Third, it is unclear whether these findings will generalize to other counties within California or to other states. Our work uncovered how the idiosyncrasies within each clinic, agency, and county impacted the uptake of CBT for anxiety disorders. These idiosyncrasies are likely to exist across and within service systems more broadly, and thus call for future research to examine whether these initial findings replicate, as well as highlight the potential need to tailor solutions for specific organizations and systems. For example, although we obtained provider/administrator data from both urban and rural service areas, the patient sample was comprised of clinics from urban areas in Los Angeles County. Research on patient beliefs and preferences would be important to conduct in rural service areas as well. Finally, because this study did not include medical record data, we lacked information about the patient participants’ diagnoses, length of treatment, or other relevant clinical characteristics.

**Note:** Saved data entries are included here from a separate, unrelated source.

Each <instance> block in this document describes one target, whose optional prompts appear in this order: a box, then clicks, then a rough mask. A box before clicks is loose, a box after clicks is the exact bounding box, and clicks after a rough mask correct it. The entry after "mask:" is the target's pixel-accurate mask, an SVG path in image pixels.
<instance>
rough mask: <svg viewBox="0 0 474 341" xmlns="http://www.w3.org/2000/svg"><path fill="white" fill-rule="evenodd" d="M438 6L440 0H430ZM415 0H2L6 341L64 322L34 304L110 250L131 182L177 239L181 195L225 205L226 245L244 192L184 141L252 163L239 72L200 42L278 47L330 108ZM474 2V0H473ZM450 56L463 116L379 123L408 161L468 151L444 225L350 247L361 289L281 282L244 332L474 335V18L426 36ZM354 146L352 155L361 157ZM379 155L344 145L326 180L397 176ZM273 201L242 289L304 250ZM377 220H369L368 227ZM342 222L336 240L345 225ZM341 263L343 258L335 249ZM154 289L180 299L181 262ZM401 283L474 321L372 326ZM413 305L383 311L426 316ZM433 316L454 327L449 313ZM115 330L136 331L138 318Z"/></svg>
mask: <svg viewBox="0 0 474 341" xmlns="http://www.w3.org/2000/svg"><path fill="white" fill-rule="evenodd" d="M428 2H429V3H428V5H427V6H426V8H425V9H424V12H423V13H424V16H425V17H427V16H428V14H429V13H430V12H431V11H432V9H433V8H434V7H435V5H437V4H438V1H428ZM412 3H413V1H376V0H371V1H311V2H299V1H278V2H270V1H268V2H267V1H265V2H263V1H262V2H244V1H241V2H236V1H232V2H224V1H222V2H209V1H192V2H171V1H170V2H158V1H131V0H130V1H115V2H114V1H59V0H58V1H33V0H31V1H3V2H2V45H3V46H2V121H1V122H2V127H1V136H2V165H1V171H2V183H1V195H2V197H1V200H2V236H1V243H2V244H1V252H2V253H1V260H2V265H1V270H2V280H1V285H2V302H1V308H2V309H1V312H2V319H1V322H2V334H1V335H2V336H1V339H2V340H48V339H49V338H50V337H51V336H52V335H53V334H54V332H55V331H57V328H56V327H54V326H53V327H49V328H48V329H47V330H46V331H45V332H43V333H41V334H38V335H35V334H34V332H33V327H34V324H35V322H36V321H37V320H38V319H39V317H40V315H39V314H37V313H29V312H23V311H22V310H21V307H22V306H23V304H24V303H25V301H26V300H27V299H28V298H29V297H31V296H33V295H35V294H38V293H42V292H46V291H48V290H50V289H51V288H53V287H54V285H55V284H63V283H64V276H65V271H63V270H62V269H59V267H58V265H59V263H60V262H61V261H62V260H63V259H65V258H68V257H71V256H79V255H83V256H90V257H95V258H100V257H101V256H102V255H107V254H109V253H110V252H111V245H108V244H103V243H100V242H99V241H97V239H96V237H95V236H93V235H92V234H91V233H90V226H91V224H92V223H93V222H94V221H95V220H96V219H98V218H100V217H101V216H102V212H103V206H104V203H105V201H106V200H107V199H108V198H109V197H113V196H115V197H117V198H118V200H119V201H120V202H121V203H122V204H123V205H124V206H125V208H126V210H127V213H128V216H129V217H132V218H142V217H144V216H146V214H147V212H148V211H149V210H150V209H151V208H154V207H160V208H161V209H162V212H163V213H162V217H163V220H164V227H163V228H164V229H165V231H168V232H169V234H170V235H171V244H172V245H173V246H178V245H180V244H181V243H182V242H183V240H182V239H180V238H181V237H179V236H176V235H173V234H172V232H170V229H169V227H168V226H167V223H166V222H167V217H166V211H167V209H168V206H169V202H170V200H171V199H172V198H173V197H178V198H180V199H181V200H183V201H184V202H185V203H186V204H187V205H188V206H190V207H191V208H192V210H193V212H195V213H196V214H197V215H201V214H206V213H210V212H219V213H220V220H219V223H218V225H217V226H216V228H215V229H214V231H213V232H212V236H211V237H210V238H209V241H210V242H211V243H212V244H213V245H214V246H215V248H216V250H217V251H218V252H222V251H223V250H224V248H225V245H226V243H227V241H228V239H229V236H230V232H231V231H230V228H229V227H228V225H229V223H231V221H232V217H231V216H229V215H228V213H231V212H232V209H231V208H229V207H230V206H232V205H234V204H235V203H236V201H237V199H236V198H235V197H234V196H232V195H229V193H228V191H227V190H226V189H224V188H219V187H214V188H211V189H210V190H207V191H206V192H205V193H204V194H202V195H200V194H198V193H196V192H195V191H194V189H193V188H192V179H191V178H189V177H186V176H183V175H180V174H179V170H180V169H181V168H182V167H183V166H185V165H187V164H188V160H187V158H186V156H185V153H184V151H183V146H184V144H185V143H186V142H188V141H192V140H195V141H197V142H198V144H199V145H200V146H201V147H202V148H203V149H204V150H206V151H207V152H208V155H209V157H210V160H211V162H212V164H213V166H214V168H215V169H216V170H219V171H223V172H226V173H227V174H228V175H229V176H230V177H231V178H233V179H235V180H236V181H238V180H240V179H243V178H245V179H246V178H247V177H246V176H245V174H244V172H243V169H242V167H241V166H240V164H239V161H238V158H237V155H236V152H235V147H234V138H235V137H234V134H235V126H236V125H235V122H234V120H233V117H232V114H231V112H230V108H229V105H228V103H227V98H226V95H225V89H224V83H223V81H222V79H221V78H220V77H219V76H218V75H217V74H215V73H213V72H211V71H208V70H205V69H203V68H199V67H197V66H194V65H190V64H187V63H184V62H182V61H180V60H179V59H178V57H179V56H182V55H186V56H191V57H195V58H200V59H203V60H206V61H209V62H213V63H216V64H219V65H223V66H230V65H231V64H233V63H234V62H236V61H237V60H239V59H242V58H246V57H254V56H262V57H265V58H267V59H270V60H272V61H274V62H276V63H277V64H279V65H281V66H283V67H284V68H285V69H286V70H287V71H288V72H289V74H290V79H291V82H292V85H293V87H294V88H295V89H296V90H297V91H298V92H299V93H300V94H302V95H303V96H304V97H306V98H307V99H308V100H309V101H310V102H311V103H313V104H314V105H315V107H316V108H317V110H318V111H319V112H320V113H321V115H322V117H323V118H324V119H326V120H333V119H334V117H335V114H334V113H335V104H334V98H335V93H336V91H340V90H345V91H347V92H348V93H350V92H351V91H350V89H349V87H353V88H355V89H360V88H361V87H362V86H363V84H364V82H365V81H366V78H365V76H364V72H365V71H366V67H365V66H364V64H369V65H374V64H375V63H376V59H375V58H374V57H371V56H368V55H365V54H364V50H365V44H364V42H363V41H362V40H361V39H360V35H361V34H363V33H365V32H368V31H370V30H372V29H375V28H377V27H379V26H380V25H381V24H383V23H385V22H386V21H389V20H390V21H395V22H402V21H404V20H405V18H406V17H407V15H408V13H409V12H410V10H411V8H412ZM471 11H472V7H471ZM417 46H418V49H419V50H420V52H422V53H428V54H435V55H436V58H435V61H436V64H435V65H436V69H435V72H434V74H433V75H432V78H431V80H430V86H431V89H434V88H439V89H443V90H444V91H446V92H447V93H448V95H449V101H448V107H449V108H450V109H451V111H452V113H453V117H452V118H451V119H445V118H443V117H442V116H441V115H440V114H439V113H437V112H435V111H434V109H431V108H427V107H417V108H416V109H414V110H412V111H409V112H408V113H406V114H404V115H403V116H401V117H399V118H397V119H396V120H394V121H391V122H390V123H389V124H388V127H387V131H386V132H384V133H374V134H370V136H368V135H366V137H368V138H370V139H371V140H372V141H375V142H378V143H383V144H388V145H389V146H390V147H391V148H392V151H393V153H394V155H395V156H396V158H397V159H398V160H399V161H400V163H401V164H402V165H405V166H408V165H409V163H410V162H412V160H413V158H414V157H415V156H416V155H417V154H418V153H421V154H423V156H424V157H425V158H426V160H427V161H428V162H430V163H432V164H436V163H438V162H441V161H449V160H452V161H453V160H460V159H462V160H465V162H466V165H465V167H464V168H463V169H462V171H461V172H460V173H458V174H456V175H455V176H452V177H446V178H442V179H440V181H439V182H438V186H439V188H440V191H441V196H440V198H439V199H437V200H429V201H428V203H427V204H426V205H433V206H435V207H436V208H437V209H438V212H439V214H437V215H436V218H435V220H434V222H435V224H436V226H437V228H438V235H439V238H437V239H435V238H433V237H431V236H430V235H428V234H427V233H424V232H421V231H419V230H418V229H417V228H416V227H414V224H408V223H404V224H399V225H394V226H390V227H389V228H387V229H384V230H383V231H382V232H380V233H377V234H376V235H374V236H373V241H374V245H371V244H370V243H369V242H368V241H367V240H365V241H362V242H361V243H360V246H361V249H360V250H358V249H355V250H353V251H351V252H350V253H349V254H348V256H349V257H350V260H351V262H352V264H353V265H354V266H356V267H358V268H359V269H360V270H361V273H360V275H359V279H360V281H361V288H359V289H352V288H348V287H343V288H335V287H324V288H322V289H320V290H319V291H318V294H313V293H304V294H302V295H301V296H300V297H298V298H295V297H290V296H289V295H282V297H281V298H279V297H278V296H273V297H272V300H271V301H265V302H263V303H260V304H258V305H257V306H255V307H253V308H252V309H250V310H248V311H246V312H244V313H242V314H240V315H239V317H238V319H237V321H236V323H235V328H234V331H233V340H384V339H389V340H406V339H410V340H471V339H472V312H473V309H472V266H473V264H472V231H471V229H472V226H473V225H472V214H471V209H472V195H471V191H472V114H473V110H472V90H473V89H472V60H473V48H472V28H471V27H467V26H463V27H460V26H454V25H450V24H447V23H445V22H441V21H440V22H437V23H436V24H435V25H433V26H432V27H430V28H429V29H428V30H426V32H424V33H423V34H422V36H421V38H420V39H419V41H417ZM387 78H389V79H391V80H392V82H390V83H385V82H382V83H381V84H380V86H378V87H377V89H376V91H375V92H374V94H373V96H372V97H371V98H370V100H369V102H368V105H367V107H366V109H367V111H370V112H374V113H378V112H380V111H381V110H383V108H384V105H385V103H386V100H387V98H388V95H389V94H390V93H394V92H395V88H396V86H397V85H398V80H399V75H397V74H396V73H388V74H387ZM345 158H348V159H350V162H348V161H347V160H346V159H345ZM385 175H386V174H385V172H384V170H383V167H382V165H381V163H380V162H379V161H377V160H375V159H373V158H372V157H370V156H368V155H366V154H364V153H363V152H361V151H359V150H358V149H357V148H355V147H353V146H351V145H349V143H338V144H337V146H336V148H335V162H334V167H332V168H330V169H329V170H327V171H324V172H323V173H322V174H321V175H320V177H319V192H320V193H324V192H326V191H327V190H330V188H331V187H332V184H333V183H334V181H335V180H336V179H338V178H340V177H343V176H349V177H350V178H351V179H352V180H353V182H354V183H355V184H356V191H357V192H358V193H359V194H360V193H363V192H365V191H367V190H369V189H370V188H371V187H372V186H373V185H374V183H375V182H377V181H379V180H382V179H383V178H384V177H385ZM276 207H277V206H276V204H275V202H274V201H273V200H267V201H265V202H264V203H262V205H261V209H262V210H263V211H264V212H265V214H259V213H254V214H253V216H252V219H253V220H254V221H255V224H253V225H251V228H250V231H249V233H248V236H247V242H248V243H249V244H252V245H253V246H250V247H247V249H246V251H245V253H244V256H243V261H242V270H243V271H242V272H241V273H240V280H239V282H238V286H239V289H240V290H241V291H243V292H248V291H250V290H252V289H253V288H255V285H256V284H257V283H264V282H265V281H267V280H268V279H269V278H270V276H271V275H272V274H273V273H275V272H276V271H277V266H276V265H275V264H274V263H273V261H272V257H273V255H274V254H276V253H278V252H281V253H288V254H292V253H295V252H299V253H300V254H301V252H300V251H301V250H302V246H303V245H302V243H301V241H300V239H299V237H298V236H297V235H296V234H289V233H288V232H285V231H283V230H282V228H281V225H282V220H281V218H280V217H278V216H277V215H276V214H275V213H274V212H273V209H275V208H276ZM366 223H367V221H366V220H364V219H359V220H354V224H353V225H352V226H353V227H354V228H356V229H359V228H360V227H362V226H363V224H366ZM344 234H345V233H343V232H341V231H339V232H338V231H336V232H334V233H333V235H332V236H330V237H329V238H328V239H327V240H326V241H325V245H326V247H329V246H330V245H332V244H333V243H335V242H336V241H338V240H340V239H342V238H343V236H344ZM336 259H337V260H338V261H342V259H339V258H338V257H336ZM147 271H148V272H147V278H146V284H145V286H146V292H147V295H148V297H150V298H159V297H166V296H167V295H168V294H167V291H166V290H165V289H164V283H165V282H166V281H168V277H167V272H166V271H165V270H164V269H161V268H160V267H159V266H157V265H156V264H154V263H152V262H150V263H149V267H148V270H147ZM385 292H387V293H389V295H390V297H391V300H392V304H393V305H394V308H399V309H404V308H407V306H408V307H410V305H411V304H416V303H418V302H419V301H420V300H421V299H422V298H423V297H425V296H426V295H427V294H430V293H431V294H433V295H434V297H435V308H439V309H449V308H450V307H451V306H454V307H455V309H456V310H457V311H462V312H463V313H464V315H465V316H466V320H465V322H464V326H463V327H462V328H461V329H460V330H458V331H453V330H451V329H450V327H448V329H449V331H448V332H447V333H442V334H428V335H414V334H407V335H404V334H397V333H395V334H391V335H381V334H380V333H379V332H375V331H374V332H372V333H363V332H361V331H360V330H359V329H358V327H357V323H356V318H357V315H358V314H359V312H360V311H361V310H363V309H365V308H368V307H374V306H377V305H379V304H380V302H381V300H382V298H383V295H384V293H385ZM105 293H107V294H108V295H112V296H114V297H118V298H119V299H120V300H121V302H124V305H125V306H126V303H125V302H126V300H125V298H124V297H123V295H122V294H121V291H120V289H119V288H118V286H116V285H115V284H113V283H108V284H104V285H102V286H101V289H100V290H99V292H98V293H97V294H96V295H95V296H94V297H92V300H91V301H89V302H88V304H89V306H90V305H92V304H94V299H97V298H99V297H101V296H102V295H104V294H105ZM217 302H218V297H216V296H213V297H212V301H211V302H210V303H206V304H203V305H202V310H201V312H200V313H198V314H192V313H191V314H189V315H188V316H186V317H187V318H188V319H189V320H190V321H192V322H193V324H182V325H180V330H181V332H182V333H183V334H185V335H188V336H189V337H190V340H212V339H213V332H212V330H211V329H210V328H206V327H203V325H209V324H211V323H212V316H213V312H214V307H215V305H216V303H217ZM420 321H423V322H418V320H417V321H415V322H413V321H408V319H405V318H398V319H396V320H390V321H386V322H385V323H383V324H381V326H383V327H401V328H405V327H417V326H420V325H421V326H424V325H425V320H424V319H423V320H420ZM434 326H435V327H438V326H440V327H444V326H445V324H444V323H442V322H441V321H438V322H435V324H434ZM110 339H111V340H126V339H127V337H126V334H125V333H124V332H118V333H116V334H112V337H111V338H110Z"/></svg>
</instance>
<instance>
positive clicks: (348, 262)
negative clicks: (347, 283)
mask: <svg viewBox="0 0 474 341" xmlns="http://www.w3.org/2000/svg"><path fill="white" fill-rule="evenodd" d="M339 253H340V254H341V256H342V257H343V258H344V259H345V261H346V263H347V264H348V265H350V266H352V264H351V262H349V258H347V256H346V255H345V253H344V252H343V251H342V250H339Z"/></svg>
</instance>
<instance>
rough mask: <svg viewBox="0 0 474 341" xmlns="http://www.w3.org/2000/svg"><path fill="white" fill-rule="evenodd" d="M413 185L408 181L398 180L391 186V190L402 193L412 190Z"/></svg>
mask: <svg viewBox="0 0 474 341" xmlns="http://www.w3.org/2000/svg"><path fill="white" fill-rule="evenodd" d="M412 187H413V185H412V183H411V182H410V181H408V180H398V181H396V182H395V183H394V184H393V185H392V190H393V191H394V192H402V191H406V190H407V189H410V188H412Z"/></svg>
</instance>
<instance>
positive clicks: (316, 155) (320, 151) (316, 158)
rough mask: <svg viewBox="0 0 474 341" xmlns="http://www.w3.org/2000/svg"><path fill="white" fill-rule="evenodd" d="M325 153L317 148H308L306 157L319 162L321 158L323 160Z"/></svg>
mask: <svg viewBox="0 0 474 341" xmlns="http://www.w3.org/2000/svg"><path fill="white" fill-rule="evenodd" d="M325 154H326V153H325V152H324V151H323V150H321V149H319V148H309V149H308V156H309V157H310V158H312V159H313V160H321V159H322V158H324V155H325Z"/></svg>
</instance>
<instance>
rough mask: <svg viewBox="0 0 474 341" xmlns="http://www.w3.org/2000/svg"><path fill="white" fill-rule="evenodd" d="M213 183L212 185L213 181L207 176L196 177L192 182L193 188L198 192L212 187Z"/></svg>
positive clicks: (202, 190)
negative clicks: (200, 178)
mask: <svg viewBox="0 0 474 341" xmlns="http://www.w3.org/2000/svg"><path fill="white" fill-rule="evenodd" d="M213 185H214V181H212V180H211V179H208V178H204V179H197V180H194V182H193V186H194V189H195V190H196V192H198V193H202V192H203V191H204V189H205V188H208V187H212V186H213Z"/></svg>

Larger samples that also collect these clinical data systematically may be able to shed light on whether there are particular patterns of responses that emerge within subgroups (e.g., specific anxiety disorders, those with depression or substance use comorbidity).

Summary and Conclusion

Positive attitudes, beliefs, and preferences across stakeholder groups for treating anxiety disorders using CBT, coupled with few patient- and organizational-level barriers, point toward a willingness for exposure-based CBT to be utilized more widely in adult community mental health settings. However, the lack of trained providers and funds to support training in CBT for anxiety disorders currently hinders these organizations’ ability to provide the best care for adults with anxiety disorders treated in community mental health settings. Advocacy efforts at multiple stakeholder levels are now needed to promote access to one of the most efficacious psychosocial treatments developed to date.